Jeanne Dielman, uma jovem e solitária viúva, vive só com o seu filho Sylvain, segundo uma ordem de acontecimentos imutável: enquanto o filho está na escola trata do apartamento, faz as tarefas caseiras, e de tarde recebe os clientes aos quais se prostitui. Uma manhã, o despertador toca uma hora mais cedo perturbando a mecânica quotidiana e moribunda de Jeanne.
O título desde filme de Chantal Akerman, " Jeanne Dielman, 23, Quai du Commerce, 1080 Bruxelles", diz-nos tudo e nada, ao mesmo tempo. Temos o nome de uma mulher, e uma morada, que superficialmente nos fornece informações sobre a sua identidade, mas nada nos diz sobre a própria mulher: o que ela pensa, o que ela sente, o que ela ama, o que ela teme - na essência, o que ela é, a sua verdadeira identidade. E é precisamente essa falta de identidade que nos direcciona o filme, e nos mantém interessados, apesar de ser tão desprovido de eventos que poderíamos considerar de enorme importância dramática. O título, então, estabelece a personagem principal do filme (que aparece praticamente em todas as sequências do filme), o local onde a acção tem lugar, mas nada mais do que isso.
Conforme o filme se vai desenvolvendo ficamos a conhecer a rotina diária de Jeanne, que consiste quase exclusivamente do trabalho doméstico, como cozinhar, limpar, fazer a cama, passar e dobrar roupa, e tudo isto é pontuado com o barulho dos seus saltos na madeira, e o ritual de acender e apagar luzes á medida que ela sai e entra das divisões da casa.
Akerman mantém-nos sempre a uma distância de segurança de Jeanne, recusando-se a entrar na sua mente, transportando para nós a obrigatoriedade de a tentar compreender. Gradualmente vamos ficando a saber dos detalhes da sua vida, mas ela nunca se revela completamente. Embora Jeanne supostamente seja uma mulher normal, Akerman não escolheu uma desconhecida para interpretar este papel.
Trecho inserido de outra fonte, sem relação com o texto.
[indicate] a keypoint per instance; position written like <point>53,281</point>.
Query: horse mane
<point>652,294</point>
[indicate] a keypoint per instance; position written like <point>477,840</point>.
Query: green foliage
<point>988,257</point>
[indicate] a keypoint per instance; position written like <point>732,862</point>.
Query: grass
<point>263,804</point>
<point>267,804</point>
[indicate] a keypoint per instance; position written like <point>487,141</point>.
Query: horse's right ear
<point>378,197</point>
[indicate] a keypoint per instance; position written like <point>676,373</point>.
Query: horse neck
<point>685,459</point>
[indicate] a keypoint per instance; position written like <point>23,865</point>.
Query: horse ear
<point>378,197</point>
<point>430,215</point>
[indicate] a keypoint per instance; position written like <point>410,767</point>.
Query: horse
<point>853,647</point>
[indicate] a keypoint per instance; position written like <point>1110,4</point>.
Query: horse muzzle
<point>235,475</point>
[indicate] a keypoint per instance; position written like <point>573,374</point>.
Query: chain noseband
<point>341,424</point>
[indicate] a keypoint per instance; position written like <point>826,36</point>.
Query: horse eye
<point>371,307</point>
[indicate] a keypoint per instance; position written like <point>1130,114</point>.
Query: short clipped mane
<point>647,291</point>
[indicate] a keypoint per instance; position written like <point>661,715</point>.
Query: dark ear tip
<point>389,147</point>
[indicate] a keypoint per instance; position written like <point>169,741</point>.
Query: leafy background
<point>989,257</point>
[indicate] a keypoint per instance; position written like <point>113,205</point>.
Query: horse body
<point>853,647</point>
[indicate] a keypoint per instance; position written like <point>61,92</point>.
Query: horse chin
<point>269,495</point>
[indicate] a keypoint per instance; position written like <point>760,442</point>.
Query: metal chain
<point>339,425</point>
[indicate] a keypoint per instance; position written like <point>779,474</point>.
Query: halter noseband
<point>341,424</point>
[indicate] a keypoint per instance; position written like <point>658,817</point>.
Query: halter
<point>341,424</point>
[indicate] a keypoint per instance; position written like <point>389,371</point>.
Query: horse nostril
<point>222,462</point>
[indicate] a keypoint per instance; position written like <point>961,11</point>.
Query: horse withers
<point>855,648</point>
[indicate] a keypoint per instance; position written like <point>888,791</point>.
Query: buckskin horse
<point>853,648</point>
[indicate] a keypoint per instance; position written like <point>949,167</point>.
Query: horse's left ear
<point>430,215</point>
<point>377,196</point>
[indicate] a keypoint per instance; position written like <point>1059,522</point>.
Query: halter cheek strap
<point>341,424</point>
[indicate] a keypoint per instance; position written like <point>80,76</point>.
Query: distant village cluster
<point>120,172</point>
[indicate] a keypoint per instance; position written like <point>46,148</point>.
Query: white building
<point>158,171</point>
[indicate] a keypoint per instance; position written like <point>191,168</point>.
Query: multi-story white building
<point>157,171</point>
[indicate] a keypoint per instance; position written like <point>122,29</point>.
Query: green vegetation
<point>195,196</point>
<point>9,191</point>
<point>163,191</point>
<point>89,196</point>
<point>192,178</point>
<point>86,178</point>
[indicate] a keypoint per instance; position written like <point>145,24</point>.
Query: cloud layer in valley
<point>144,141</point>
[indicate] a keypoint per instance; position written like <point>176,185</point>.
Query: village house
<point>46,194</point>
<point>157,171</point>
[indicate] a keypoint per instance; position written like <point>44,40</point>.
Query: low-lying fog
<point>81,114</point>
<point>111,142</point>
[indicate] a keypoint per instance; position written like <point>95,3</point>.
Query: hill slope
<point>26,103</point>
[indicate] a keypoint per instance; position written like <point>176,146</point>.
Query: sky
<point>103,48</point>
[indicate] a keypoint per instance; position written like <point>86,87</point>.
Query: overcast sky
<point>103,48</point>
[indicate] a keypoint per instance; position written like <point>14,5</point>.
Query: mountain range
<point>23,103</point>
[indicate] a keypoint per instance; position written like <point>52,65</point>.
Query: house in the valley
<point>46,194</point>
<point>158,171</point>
Delphine Seyrig tinha já atrás de si uma carreira bastante importante, que incluía filmes como "L'année Dernière à Marienbad" e "Muriel" de Resnais, "Baisers Volés" de Truffaut, ou "Le Charme Discret de la Bourgeoisie", de Buñuel, que lhe tinham dado uma estatuto de estrela entre os filmes considerados "de arte". Assim, Jeanne era, ao mesmo tempo, uma mulher comum, e uma mulher muito específica, que dá ao filme um duplo sentido, cortando a banalidade do trabalho oculto, e expõe os recantos obscuros escondidos.